Hosea 10:1 helps us understand the message of the book of Hosea. God says that Israel was a land of wealth.
Israel is a luxuriant vine; he produces fruit for himself. The more his fruit, the more altars he made; the richer his land, the better he made the sacred pillars. (NASB) Hosea 10:1
That did not bring them closer to God. Wealth and comfort do not bring most people close to God. Jesus said,
It is easier for a camel to go through the eye of a needle than for a rich man to enter the kingdom of God. (NASB) Mark 10:25
Riches make us feel comfortable. Riches draw us away from God and we do not depend on God as we should. That is what happened in the church of Laodicea.
I know your deeds, that you are neither cold nor hot; I would that you were cold or hot. So because you are lukewarm, and neither hot nor cold, I will spit you out of My mouth. Because you say, “I am rich, and have become wealthy, and have need of nothing . . .” (NASB) Revelation 3:15-17
These folks were wealthy and lived self-sufficient lives. They did not obey or serve God. They were independent “Christians.” This was Israel’s problem. God called them and He calls us not to depend on our wealth but in fact, as Christians, to give some of it away.

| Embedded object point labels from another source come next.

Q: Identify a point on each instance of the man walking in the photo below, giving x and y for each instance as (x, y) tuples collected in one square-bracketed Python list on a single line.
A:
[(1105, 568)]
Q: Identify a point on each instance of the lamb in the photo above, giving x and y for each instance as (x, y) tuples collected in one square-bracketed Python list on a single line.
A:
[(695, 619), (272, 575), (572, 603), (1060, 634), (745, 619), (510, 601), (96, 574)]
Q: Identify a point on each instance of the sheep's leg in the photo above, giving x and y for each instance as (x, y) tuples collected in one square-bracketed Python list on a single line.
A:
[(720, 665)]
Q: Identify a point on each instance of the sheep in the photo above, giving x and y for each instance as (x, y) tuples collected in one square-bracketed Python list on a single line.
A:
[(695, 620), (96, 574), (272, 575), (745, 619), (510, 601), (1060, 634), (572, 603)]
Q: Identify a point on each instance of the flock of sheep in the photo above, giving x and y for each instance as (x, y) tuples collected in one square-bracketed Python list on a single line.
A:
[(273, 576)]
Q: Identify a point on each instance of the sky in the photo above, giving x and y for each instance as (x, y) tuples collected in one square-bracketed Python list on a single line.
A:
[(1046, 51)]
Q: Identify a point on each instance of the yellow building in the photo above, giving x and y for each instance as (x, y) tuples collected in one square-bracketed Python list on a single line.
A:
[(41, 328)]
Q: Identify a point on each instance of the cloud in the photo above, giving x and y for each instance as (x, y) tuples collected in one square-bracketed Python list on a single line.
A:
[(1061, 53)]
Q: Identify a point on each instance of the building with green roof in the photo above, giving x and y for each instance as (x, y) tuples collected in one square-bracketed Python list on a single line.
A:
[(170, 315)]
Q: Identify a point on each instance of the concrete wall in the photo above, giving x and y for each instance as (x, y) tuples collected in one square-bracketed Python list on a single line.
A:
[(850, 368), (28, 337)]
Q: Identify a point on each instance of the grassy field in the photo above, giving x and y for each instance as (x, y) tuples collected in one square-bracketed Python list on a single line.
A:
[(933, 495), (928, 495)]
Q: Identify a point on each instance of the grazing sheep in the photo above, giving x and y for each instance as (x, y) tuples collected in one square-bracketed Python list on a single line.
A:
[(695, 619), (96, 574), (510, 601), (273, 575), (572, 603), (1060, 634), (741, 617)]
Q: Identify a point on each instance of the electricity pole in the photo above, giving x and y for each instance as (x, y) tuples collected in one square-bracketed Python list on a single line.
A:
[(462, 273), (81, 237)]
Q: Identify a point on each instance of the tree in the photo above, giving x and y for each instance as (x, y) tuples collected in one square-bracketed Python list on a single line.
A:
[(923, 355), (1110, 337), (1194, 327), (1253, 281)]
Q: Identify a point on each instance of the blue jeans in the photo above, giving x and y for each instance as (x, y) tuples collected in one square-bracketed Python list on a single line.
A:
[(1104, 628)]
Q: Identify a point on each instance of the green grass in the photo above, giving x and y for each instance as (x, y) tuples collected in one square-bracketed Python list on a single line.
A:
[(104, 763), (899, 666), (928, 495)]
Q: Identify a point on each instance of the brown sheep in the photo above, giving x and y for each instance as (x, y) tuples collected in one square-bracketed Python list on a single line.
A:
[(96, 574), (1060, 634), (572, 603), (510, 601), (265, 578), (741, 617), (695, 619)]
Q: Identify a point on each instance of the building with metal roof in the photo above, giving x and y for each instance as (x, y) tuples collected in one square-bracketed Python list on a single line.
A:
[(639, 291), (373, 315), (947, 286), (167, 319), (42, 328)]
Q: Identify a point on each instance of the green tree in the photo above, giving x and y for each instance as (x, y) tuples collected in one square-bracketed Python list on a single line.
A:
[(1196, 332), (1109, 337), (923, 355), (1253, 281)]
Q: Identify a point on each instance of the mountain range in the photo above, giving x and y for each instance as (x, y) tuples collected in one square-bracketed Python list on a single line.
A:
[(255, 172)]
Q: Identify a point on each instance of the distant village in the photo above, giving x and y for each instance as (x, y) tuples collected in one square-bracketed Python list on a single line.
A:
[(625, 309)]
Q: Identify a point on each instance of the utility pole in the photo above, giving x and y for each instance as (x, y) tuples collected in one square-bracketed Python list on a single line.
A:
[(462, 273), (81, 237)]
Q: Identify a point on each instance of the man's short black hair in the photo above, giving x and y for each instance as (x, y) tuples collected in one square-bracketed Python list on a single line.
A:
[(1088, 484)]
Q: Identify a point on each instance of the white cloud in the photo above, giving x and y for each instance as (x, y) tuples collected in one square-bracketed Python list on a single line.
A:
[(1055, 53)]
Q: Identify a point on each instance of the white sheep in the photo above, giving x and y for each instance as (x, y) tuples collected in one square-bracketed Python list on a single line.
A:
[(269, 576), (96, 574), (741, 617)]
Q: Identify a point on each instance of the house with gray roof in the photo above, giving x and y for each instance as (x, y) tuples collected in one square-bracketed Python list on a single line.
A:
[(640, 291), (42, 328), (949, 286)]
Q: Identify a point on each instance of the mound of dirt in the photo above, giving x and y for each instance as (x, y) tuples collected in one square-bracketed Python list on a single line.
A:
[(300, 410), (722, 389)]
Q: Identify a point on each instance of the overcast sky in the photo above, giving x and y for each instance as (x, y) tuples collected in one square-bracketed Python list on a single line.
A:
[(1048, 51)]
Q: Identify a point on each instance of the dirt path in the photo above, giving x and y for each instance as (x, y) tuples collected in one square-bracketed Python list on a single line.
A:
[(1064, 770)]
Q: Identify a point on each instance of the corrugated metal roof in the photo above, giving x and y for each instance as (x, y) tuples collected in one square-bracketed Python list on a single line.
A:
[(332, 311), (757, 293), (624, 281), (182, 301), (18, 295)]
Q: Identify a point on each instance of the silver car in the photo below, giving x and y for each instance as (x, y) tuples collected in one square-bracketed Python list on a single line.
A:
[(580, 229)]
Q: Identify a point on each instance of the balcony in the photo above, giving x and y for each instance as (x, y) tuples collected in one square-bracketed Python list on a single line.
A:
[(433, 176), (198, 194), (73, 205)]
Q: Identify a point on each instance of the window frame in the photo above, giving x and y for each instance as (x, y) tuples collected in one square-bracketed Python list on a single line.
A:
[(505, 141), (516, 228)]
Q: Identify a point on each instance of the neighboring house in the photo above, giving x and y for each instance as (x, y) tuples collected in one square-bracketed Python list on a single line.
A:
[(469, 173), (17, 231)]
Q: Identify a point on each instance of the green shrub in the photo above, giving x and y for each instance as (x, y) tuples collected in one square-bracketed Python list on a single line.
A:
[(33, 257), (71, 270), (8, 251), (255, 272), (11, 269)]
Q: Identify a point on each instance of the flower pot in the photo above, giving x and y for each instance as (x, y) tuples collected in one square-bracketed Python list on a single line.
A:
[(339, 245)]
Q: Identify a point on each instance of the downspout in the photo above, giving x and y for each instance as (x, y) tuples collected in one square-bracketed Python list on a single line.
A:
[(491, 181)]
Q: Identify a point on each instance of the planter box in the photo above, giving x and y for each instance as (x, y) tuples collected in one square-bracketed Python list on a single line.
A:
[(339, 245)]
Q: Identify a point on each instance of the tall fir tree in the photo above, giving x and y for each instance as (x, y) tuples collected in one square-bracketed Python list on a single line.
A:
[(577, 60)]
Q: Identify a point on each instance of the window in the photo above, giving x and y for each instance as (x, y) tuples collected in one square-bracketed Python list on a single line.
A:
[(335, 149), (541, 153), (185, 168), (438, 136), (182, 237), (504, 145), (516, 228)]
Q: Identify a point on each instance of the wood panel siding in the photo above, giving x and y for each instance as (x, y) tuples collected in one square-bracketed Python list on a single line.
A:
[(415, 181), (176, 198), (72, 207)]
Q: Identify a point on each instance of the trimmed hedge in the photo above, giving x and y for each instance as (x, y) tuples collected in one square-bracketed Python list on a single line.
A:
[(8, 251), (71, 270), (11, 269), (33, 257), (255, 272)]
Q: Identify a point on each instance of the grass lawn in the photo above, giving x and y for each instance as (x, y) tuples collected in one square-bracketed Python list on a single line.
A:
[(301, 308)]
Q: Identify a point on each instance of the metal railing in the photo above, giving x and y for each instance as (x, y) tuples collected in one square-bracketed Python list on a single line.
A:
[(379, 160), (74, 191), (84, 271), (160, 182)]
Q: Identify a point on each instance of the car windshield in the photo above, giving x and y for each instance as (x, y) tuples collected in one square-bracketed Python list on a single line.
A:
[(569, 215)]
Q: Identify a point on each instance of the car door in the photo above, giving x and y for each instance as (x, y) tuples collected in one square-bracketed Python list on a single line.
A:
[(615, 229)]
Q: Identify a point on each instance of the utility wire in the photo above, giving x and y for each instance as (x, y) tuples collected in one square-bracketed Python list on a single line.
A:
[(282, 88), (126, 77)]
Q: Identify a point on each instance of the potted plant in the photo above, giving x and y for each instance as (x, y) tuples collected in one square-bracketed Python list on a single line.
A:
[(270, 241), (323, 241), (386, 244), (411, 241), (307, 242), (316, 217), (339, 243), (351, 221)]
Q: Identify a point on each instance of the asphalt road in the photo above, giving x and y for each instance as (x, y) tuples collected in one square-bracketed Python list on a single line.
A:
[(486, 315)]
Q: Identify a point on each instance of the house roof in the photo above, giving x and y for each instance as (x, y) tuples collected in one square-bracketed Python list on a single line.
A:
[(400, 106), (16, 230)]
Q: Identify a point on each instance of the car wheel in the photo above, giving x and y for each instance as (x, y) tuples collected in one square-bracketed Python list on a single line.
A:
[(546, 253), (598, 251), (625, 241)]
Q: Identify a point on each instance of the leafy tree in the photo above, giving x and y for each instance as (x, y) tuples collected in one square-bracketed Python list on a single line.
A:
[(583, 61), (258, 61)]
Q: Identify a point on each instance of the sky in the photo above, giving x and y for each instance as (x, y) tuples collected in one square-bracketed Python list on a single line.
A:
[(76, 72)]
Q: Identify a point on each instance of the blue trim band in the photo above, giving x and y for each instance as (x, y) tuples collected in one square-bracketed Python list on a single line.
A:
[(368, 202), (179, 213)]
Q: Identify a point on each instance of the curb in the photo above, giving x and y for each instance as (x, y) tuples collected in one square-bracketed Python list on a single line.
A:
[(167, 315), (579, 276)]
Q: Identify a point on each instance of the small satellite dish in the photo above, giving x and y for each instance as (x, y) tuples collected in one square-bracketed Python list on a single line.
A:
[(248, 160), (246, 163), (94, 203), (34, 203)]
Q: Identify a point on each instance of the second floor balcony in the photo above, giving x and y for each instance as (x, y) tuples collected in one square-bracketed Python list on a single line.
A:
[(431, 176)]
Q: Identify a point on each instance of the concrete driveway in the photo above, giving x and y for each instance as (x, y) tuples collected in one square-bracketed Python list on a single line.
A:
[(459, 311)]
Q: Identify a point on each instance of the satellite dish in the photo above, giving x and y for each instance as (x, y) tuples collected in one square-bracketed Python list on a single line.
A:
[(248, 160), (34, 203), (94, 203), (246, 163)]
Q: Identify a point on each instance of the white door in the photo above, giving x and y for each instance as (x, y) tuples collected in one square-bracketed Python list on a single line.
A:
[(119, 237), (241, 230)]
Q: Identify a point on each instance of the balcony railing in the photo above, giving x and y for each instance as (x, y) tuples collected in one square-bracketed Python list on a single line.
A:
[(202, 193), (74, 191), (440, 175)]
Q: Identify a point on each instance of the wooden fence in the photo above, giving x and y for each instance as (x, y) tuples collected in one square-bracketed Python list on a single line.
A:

But those who want to get rich fall into temptation and a snare and many foolish and harmful desires which plunge men into ruin and destruction. For the love of money is a root of all sorts of evil, and some by longing for it have wandered away from the faith, and pierced themselves with many a pang. (NASB) 1 Timothy 6:9-10
He does not call us to become poor but He does call us to give to others.
There does not appear to be anything significant to the masculine references of “he” in Hosea 10:1. Most of the earlier references to Israel are without feminine or masculine terms. In fact, earlier in Hosea 4:17-18, scripture uses both the feminine and masculine terms to refer to Ephriam. An intermingling of pronouns is not necessarily significant. It appears there is no unique meaning to the masculine reference in connection with Israel other than – maybe – Jacob was the father of Israel.
Hosea 10 is a call to seek God. Many Christians seek wealth, health, and prosperity. Yet, this is the very thing that makes us content with ourselves. It is easy to forget God when it appears we are doing well without Him. God wants us to seek Him and not our possessions.